Then think about this very lovely story from influential adult educator Myles Horton, author of The Long Haul: An Autobiography. He had some chops as a teacher of Martin Luther King Jr and Rosa Parks, plus some call him a father of the civil rights movement.
He spent some time riding the rails in the Southern States with hobos (itinerant men, so called because they initially came from Hoboken, New York). He came to learn a lot from them, especially the importance of fire.
For these marginalized men who rode the trains, danger was around every corner. And when they camped outside at night, they were especially vulnerable. Fire came to be utterly critical to their survival.
But as Horton witnessed, if the mean burned their fire too high, they would consume their precious fuel too fast and be left cold and even more vulnerable.
And if they burned their fires too low, they’d be cold from the get go and there would be no way to heat their food and they could fall prey to wild animals.
Horton applied his experience with the men of the rails to us and our efforts to effect social change.

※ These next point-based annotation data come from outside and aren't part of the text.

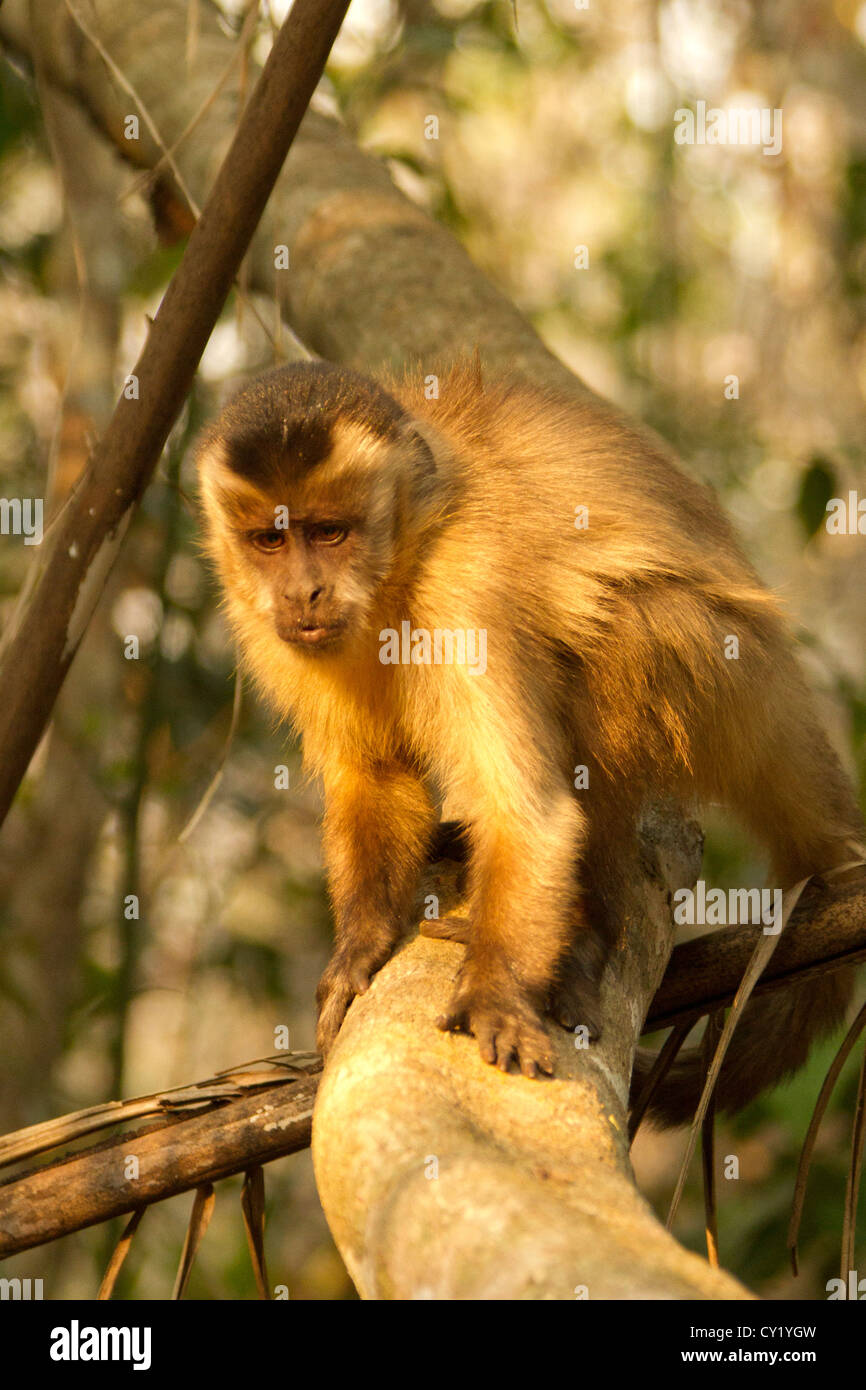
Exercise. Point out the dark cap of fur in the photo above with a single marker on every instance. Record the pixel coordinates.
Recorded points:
(289, 413)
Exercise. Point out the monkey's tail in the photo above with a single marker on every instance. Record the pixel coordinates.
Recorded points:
(770, 1043)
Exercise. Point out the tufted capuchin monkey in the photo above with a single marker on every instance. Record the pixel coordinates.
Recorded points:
(471, 598)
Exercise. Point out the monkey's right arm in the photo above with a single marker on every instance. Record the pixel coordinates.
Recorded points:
(377, 829)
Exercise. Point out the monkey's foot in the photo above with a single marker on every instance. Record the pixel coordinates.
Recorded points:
(574, 1002)
(346, 975)
(506, 1027)
(574, 995)
(451, 927)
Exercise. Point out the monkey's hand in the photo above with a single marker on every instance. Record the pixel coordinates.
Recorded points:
(503, 1020)
(348, 973)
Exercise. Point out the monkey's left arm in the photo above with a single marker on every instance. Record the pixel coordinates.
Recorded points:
(378, 824)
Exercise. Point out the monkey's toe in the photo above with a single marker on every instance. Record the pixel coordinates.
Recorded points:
(503, 1039)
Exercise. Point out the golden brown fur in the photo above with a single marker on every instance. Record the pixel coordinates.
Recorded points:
(606, 647)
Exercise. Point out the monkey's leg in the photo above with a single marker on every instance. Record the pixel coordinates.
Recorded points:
(377, 829)
(521, 911)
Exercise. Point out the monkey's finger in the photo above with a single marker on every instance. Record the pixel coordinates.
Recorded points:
(451, 1023)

Think of your fire, the one that burns in your belly. What level is it burning at?
If it’s too low you have no interest, no passion, you may have given up. Sound familiar? That’s right. You may have lethar-gitis.
Yet if your fire is burning too high, it’s all consuming. You may have no time for self-care because you’re so focused on xyz. Hint: you could be headed for burn out (pun intended).
Horton encouraged us to get our fires burning juuuuust right, neither all consuming nor so low that no flame is visible. That way you can be in it for the long haul. Because the world needs you and your special gifts. Both now and a decade plus from now.
So adjust your flame accordingly. Please. For all our sakes.
And in this season of celebrations I wish you time with your loved ones, peace in your heart and in the world and fire in your belly – enough to light the way forward into a beautiful new year.